View on Semantic Scholar

Summary

The paper presents the SliSum approach, which employs a sliding window and self-consistency to generate more faithful summaries.
It divides documents into overlapping windows, filters contradictory content using lexical clustering, and aggregates summaries via majority vote.
Experiments across datasets show improved factual accuracy and computational efficiency compared to traditional LLM summarization methods.

Improving Faithfulness of LLMs in Summarization via Sliding Generation and Self-Consistency

Introduction

The paper focuses on enhancing the faithfulness of LLMs in summarization tasks, addressing a prevailing issue known as hallucinations where generated text may deviate from the source content. The key innovation presented is the SliSum approach, which employs a sliding window technique combined with self-consistency methods to generate more faithful summaries. The method involves dividing the source document into overlapping windows, generating local summaries, filtering contradictory statements, and employing a majority voting system to ensure consistency.

Methodology

SliSum Architecture

The SliSum framework consists of three main components:

Sliding Generation:
- Articles are divided into overlapping windows.
- Each window is summarized independently using an LLM.
- This generates local summaries that can vary in fidelity.
  Figure 1: The pipeline and example of our proposed SliSum approach.
Filtration:
- Utilizing lexical clustering to filter out irrelevant or inaccurate local summary content.
- Minimizing noise by retaining only frequently mentioned statements, promoting self-consistency.
Aggregation:
- Applying contradiction detection to identify semantically distinct statements about the same topic.
- Employing a majority vote system to choose the most consistent statement, thus enhancing summary faithfulness.

Experiments and Results

The SliSum method was tested across several datasets, including CNN/DM, XSum, arXiv, and PubMed. These evaluations demonstrated that SliSum statistically improves the faithfulness of summaries without compromising fluency or informativeness. Notably, the use of overlapping windows effectively reduced the impact of the LLMs' positional biases.

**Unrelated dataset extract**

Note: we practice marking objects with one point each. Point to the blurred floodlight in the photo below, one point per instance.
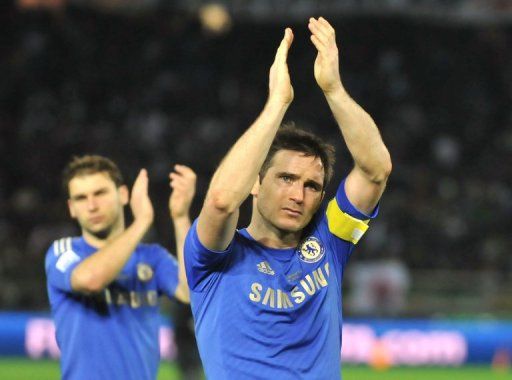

Figure 2: The performance of GPT-3.5 evaluated on samples of different length.

Hyperparameter Analysis

The impact of hyperparameters within SliSum was thoroughly analyzed, including window size and the ratio of window size to step size. Results indicated that optimizing the ratio leads to improved factual consistency, while excessively long windows can detract from the summary quality.

Figure 3: Impact of ratio $L_w / L_s$ (left) and window size (right) on faithfulness of GPT-3.5.

Complexity and Implementation Considerations

The theoretical analysis and empirical tests show that SliSum scales linearly with document length, offering computational efficiency compared to standard LLM summarization tasks which are quadratic in complexity. Furthermore, the method’s ability to parallelize certain operations provides additional performance gains.

Conclusion

The SliSum approach offers a practical and effective solution to improve the faithfulness of LLM-generated summaries. By leveraging sliding window techniques in conjunction with self-consistency mechanisms, SliSum enhances both short and long text summarization tasks. The reduction in hallucination without additional computational overhead makes it suitable for integration into existing LLM frameworks. Future research can explore extending these techniques to real-time applications and other text generation challenges.